Accepted Abstracts: Clin Microbial

Abstract:

Fully treatable tuberculosis with isoniazid and rifampicin has progressed to multi-drug resistant tuberculosis (MDR TB) and to increasingly more severe status of drug resistance extensively drug resistant (XDR). Most recently, totally drug resistant (TDR) tuberculosis has arisen in India in large numbers.

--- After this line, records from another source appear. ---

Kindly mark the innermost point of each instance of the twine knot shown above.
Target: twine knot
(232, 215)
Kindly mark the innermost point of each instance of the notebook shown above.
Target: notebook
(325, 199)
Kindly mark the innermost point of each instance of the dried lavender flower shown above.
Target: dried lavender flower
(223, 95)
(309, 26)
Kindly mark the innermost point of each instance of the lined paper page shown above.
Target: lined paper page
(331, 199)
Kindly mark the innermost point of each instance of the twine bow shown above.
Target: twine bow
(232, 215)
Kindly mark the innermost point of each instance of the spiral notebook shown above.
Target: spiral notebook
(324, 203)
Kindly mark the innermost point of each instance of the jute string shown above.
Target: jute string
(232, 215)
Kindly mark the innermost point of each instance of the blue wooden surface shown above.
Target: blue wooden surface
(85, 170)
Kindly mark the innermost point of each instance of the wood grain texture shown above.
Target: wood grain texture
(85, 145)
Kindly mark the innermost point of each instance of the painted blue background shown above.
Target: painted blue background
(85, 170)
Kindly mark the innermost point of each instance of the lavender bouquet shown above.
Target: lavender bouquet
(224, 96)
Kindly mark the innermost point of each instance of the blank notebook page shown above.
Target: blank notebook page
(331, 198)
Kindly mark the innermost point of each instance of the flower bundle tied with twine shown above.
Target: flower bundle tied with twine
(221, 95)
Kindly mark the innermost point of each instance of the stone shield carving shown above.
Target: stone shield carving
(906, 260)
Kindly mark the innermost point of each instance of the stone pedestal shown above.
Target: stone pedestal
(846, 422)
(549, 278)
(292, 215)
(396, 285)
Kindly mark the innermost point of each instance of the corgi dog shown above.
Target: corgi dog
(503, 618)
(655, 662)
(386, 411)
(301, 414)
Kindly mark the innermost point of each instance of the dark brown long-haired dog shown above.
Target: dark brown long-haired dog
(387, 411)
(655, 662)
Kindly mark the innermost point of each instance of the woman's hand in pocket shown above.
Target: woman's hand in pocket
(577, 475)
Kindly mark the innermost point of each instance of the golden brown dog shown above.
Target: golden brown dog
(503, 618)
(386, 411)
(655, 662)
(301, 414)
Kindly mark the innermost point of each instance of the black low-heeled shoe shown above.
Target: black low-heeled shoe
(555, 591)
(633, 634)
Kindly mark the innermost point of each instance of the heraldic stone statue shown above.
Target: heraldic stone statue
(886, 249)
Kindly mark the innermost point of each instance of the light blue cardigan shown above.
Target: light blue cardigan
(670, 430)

Although the threat to global health is real and worrisome, the development of laboratory programs that fully characterize the infecting Mycobacterium tuberculosis strain for virulence, antibiotic susceptibility to first, second and promising drugs, over-expressed efflux pumps, the effectiveness of the patient?s macrophage for enhanced ex vivo killing of the clinical isolate by adjuvant drugsand the determination of drug sensitive latency of the isolate are components of the recommender programme that will be discussed in detail.

Biography :

Leonard Amaral, MD, PhD is currently Professor Emeritus of the Department of Travel Medicine of the Center for Malaria & Tropical Diseases (CMDT), Institute of Hygiene & Tropical Medicine (IHMT) of the Universidade Nova de Lisboa (UNL), Lisbon, Portugal. Prior to this he was the Professor of Microbiology and Director of Mycobacteriology of the IHMT/UNL, Lisbon, Portugal (1999-2010); Director of Laboratories of the Bronx-Lebanon Hospital Center, Bronx New York (1977-1996); Assistant Director of Pathology, The Methodist Hospital of Brooklyn/School of Medicine of the State University of New York, Brooklyn, New York (1968-1977). He is the author of over 250 papers in microbiology, cancer and immunology and cited almost 5000 times by prominent research scientists in medical research. His current interests are in drug development for therapy of severely drug resistant tuberculosis and multi-drug resistant cancer. He is internationally recognized for his pioneering work on the control and regulation of efflux pumps of multi-drug resistant bacteria.